Variant Calling Calls for Good Software
Whatever sample is used, and however this sample is sequenced or isolated, variants still need to be accurately called, or identified. Because the amount of data generated by (certainly) whole genome sequence and even exome-specific sequences is enormous, bioinformatics techniques have been developed to determine true variants and (one hopes) weed out false positives and negatives. For a detailed review of various software available for variant identification and analysis see Pabinger et al. 2013.
Hong, E.P., and Park, J.W. (2012). Sample size and statistical power calculation in genetic association studies. Genomics and Informatics. 10(2): 117-22.
Kumar, S., et al. (2012). SNP discovery through next-generation sequencing and its applications. International Journal of Plant Genomics. 831460.
Mayo Clinic (2015).

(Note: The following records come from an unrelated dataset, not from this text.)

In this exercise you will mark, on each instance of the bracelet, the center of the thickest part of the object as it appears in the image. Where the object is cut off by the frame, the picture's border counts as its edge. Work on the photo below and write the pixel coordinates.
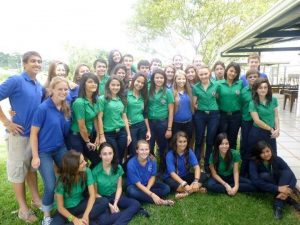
(70, 218)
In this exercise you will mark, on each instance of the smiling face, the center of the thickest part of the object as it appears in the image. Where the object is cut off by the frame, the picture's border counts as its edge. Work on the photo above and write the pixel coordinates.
(107, 155)
(33, 65)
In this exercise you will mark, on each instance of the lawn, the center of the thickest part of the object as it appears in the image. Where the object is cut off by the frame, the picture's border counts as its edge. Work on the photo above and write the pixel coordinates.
(206, 209)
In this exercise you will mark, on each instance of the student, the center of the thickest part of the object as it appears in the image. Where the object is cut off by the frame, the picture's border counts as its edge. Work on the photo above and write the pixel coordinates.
(207, 115)
(177, 62)
(253, 63)
(229, 91)
(170, 73)
(247, 122)
(72, 205)
(49, 128)
(112, 119)
(219, 71)
(144, 66)
(114, 58)
(25, 94)
(108, 183)
(82, 136)
(100, 67)
(191, 75)
(183, 107)
(270, 173)
(180, 159)
(141, 180)
(264, 112)
(160, 113)
(224, 168)
(136, 111)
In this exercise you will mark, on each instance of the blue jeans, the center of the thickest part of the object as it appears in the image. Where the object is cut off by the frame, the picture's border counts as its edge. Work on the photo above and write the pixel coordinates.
(118, 139)
(257, 134)
(138, 132)
(284, 177)
(99, 207)
(158, 188)
(244, 149)
(211, 122)
(158, 130)
(230, 124)
(46, 170)
(128, 206)
(245, 185)
(76, 142)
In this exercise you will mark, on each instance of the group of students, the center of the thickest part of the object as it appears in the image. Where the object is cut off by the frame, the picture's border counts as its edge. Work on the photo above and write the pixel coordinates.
(127, 112)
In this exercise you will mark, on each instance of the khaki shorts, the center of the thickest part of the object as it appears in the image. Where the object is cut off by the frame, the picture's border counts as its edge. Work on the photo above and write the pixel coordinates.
(19, 157)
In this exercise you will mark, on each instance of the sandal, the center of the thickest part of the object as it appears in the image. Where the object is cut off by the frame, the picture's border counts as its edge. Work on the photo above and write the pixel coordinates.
(28, 217)
(180, 195)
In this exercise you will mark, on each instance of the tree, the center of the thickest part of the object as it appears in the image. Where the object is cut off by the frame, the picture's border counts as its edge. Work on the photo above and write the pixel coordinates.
(203, 26)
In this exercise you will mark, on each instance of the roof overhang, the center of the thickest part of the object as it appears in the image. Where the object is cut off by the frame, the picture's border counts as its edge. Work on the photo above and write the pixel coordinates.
(280, 24)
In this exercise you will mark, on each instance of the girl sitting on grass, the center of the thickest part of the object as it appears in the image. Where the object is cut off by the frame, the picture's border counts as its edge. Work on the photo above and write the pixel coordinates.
(224, 167)
(179, 161)
(270, 173)
(141, 178)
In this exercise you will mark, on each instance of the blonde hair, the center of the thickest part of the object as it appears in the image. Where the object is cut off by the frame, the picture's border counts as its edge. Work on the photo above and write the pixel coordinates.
(64, 105)
(187, 89)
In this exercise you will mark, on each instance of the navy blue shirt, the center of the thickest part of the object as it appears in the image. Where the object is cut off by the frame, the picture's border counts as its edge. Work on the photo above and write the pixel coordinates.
(245, 81)
(256, 168)
(181, 170)
(138, 173)
(53, 126)
(183, 112)
(24, 95)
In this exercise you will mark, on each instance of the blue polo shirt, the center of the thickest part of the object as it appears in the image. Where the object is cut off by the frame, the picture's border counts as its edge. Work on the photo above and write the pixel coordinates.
(183, 112)
(181, 170)
(138, 173)
(53, 126)
(24, 95)
(244, 79)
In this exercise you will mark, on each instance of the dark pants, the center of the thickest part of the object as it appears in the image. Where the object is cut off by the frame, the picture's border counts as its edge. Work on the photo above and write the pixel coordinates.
(257, 134)
(210, 121)
(138, 132)
(245, 185)
(128, 206)
(76, 142)
(285, 177)
(99, 207)
(118, 139)
(230, 124)
(244, 147)
(189, 178)
(158, 188)
(186, 127)
(158, 130)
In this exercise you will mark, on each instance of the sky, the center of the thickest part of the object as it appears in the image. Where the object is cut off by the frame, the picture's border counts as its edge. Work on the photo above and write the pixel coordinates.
(47, 26)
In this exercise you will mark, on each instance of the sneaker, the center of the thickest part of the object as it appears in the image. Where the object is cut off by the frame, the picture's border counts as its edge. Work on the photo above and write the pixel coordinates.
(278, 213)
(47, 220)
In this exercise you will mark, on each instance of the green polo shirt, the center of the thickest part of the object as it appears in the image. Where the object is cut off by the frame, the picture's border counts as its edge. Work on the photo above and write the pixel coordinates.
(159, 103)
(266, 112)
(75, 196)
(135, 108)
(246, 97)
(229, 96)
(222, 164)
(112, 113)
(106, 183)
(206, 98)
(102, 85)
(83, 110)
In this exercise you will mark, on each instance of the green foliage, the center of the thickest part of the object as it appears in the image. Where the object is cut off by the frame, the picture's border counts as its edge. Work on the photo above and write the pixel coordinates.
(205, 25)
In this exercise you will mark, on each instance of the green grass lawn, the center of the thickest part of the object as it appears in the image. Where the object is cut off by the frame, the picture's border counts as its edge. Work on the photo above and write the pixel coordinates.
(205, 209)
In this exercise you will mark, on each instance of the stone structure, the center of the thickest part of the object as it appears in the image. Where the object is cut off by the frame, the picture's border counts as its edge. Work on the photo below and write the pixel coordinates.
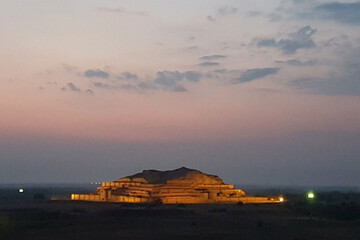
(181, 185)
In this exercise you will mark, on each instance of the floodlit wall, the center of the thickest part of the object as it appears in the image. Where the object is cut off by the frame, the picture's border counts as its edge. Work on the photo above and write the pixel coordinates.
(141, 192)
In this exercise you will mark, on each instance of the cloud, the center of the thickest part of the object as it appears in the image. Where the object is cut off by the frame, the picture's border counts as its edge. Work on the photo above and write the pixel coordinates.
(344, 80)
(210, 18)
(328, 86)
(145, 86)
(170, 80)
(164, 80)
(298, 63)
(179, 88)
(192, 76)
(73, 87)
(253, 74)
(96, 74)
(120, 10)
(127, 76)
(342, 12)
(209, 64)
(297, 40)
(69, 68)
(227, 11)
(89, 91)
(212, 57)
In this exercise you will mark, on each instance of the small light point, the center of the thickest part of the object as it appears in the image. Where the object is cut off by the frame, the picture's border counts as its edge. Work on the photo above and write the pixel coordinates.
(311, 195)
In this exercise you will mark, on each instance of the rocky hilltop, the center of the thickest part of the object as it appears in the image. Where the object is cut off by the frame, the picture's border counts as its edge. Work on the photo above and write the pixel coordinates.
(182, 185)
(183, 173)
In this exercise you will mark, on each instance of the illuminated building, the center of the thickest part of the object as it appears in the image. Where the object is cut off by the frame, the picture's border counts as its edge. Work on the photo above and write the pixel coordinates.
(181, 185)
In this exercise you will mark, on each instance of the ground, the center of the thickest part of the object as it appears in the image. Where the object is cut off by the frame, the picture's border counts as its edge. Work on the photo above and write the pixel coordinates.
(24, 218)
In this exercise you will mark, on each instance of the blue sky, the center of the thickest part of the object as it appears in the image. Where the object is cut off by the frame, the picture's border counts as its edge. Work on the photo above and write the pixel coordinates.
(259, 92)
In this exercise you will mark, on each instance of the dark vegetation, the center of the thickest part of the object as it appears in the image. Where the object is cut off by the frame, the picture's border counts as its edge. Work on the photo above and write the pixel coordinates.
(31, 215)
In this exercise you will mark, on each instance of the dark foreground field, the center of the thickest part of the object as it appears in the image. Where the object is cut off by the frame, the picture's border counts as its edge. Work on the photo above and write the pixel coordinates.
(44, 219)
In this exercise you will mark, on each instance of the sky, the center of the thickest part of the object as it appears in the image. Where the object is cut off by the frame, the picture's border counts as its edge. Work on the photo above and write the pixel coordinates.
(257, 92)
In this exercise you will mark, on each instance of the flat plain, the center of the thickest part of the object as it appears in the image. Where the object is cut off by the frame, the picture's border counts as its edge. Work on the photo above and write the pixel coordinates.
(38, 218)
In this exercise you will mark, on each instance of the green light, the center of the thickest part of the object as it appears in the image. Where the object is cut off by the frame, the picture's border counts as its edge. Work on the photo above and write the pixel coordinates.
(311, 195)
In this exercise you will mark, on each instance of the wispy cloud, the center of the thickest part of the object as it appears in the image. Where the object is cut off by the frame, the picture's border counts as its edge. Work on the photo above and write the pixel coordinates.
(298, 63)
(297, 40)
(227, 10)
(210, 18)
(96, 74)
(253, 74)
(212, 57)
(120, 10)
(209, 64)
(72, 87)
(338, 11)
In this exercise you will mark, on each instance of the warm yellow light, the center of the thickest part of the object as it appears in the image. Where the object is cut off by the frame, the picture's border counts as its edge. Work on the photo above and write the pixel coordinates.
(311, 195)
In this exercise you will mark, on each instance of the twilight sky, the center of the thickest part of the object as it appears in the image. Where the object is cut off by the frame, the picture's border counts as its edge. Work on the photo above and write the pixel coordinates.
(257, 92)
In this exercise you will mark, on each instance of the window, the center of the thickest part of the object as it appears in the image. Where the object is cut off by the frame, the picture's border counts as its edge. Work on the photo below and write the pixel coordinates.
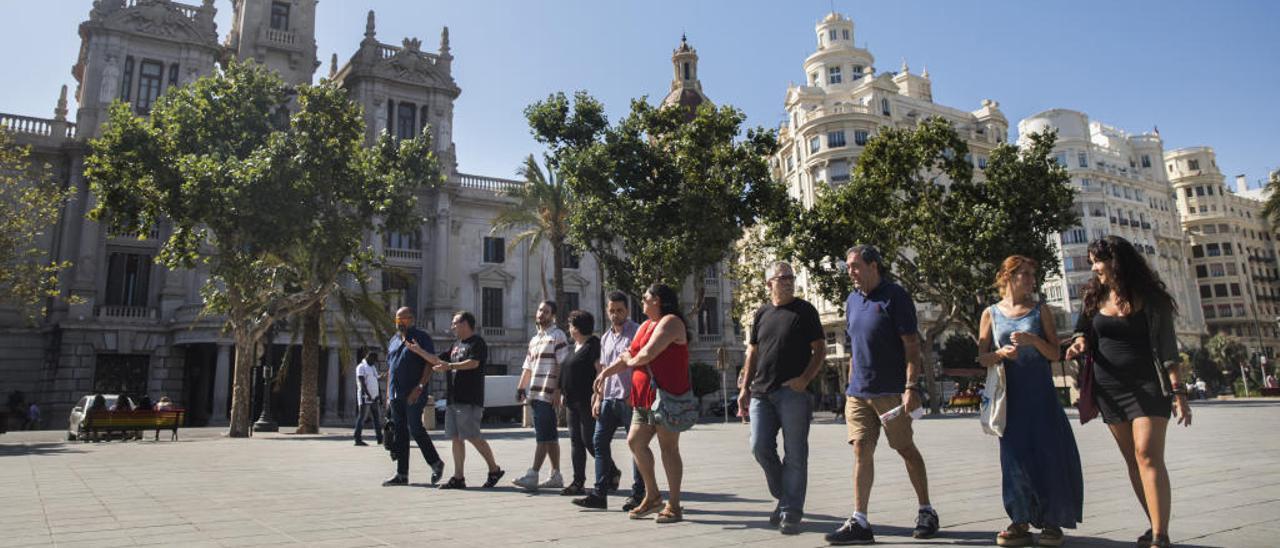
(127, 82)
(127, 279)
(571, 259)
(279, 16)
(402, 241)
(150, 74)
(708, 318)
(490, 307)
(835, 140)
(406, 120)
(494, 250)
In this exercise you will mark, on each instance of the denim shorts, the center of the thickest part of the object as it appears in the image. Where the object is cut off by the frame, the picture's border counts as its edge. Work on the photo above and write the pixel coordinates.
(544, 421)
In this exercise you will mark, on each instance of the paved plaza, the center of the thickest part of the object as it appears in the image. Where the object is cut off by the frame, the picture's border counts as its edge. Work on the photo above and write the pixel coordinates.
(321, 491)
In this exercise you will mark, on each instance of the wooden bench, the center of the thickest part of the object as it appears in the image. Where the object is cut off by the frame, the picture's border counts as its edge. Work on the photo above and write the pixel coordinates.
(122, 421)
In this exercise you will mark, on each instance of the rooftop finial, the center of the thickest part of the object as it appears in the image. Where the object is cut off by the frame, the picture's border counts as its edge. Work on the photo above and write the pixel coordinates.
(60, 112)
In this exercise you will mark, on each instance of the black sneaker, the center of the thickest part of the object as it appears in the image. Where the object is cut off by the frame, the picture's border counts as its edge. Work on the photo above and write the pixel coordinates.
(455, 483)
(851, 533)
(592, 502)
(631, 503)
(926, 524)
(493, 478)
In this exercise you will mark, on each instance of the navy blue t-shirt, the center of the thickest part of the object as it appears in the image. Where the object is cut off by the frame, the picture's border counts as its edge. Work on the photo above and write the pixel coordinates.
(876, 324)
(406, 368)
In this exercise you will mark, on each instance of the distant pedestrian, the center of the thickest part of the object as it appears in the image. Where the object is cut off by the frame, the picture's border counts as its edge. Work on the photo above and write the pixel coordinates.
(1127, 328)
(462, 366)
(406, 393)
(1040, 464)
(885, 368)
(368, 398)
(612, 407)
(577, 375)
(540, 387)
(784, 355)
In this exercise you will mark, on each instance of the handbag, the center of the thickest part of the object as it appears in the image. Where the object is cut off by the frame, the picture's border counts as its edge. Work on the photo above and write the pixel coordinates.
(1087, 407)
(677, 412)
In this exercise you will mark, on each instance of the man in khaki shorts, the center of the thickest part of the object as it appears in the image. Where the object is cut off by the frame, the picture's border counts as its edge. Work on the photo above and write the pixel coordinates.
(885, 347)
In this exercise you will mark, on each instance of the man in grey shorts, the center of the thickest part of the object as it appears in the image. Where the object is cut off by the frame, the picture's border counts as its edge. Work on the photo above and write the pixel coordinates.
(464, 369)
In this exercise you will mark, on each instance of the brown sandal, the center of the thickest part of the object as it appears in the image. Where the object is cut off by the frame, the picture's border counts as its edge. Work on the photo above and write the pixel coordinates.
(671, 515)
(643, 511)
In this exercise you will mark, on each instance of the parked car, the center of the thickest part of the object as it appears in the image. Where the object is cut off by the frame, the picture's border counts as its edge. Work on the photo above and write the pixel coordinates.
(76, 423)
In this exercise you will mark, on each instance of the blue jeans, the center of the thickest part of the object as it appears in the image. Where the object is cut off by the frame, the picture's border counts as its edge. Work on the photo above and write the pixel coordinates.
(407, 420)
(789, 478)
(613, 414)
(374, 409)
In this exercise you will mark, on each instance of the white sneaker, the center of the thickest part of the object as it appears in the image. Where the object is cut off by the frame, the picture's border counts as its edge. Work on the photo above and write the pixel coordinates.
(526, 482)
(553, 482)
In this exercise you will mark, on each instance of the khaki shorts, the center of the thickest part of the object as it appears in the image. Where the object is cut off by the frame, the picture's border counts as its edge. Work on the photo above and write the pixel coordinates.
(862, 418)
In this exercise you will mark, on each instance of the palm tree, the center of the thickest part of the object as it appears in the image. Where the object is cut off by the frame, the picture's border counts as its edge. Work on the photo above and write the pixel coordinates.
(540, 213)
(1271, 209)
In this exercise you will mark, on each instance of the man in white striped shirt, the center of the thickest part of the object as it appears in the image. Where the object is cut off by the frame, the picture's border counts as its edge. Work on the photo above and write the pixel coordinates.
(539, 384)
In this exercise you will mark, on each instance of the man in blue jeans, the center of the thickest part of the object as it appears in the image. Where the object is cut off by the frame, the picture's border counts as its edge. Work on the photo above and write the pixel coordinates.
(406, 392)
(784, 355)
(612, 409)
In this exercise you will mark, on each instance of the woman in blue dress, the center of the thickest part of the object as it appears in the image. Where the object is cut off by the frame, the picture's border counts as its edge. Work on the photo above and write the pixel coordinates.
(1040, 462)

Mayo Clinic researchers combine common genetic variants and other factors to improve breast cancer risk prediction. Press release.
Mullaney, JM, et al. (2010). Small insertions and deletions (INDELs) in human genomes. Human Molecular Genetics. 19:R131–6.
Pabinger, S., et al. (2013) A survey of tools for variant analysis of next-generation genome sequencing data. Briefings in Bioinformatics. 15:256–27.
Witte, J. (2012) Rare genetic variants and treatment response: sample size and analysis issues. Stat Med 31(25): 3041-50.